Rolling Stone: star rating
Community: star rating
5 3.5 0
May 2, 2006

Six years ago — after more than a decade of conceptual forays into South African mbqanga, Brazilian folk music and show tunes — Paul Simon released You're the One, a pretty, relatively straight singer-songwriter album spiked with doses of jazzy patter and modest orchestrations. Surprise plays like a sister record to You're the One, with one key difference: production help from Brian Eno, who pioneered ambient rock in the Seventies before twiddling knobs for U2 and Talking Heads.

Eno outfits some of Simon's most elegant songs yet with spacey accouterments, ranging from the shimmery atmospherics of "That's Me" to the buzzy electro-folk groove of "Another Galaxy." Despite the album's shiny surface, Simon sounds like Simon. Over the spry percussion and electronics-specked Bo Diddley groove of "Sure Don't Feel Like Love," he drops self-conscious barbs with the same pained wiseass spirit that made him poet laureate of New York alienation in the early Seventies. Much of the time, though, he sticks to tender ruminations on time and tide, pledging eternal love to his little girl on "Fathers and Daughters" and working up a gospel-tinged elegy for conflict-ravaged families on "Wartime Prayers."

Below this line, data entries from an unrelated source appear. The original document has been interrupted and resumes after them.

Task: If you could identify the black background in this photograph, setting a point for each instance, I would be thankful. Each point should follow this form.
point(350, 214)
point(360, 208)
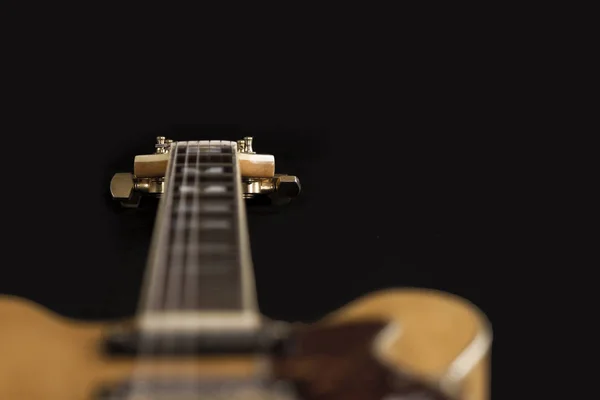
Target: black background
point(384, 204)
point(376, 211)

Surprise's mellow introspection ends up just being sleepy on slow burners like "I Don't Believe." But "Outrageous" slides easily between hard-edged and pretty, with Simon dissing big corporations in the voice of an aging striver who does "900 sit-ups a day," then asking, "Who's gonna love you when your looks are gone?" The answer: God, whom Simon praises over a sparkling pastoral groove that almost keeps you from wishing the Eno-Simon collaboration had happened thirty years ago.